Quoting Stephen Grabill, director of programs at Acton, Koons notes that when submit our lives to Christ and obey God’s direct and divine calling, he “reverses the barrenness, isolation, and brokenness” in our lives, and thus, the world around us.
When God told Abraham his descendants would outnumber the sands on the seashore, he wasn’t just saying they would be many, he was saying they would be majestic. Each one would reveal the beautiful and wondrously creative nature of God. Every tiny and seemingly insignificant grain would stand as a colossal reminder of what our obedience to God Almighty really creates and what it truly reveals: magnificent LIFE. And the more you magnify it the more and more wonder and beauty it proclaims.

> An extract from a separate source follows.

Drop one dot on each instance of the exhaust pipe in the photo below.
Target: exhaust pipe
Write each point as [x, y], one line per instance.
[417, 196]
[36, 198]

In chatting with my main man, Stephen Grabill, he reminded me that the original story of Abraham and Sarah was one of barrenness, hopelessness. Quite literally no LIFE could come from them. Entering into the hope of God’s promise for LIFE in abundance, however, changed all of that. “Abraham’s obedience to God’s seemingly crazy call,” Stephen told me, “reverses barrenness, isolation, brokenness. When we obey, we are in a sense undergoing a divine fertility treatment. A part of that treatment is showing us what real family, real membership in the most real family, really is—to live a missional and sacrificial life, a life lived in union with God, according to his purpose, as a drink offering being poured out for others.”
With this in mind, as you partake in the Economy of Love—whether through your biological family, communal family, or family of faith—as you encounter the barrenness of a broken world, trust God’s call to pour yourself out, to sacrifice, and to love. For in you and through you God is revealing his eternal glory. One stunning sand grain at a time, he is making his children, his kingdom, as numerous as the seashore.

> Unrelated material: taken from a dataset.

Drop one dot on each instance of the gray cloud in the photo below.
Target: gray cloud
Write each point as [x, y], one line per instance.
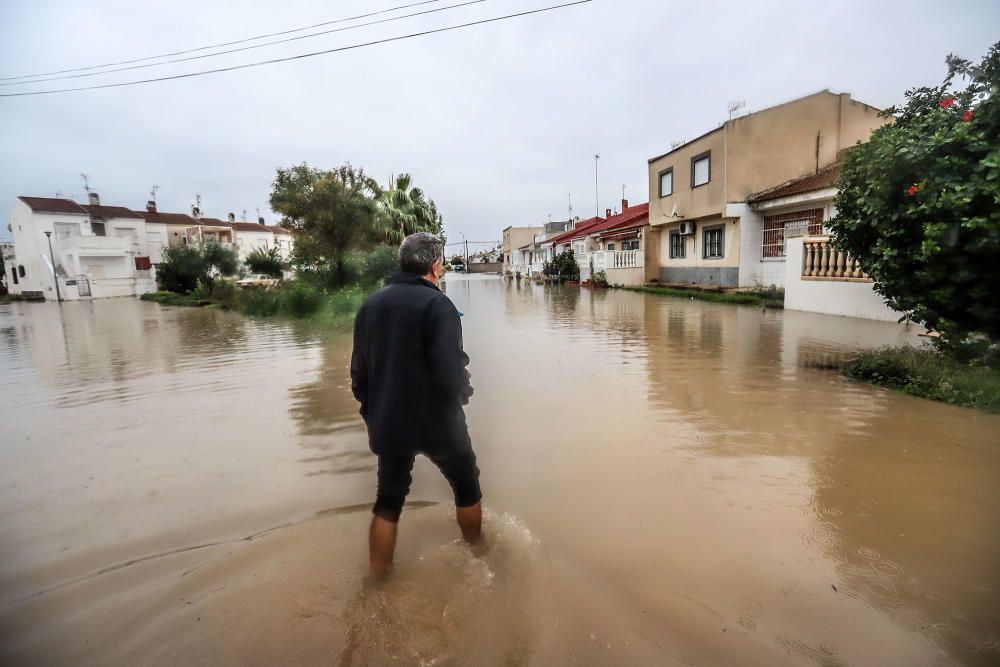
[496, 123]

I’m currently reading That Hideous Strength by C.S. Lewis, and Ransom’s striking line to Jane comes to mind. “You do not fail in obedience through lack of love,” he says, “but you have lost love because you never attempted obedience.”
Indeed, only when we allow ourselves to be filled up can we be poured out, replacing the Love of Man with the Love of God, and bringing life more abundantly in its place.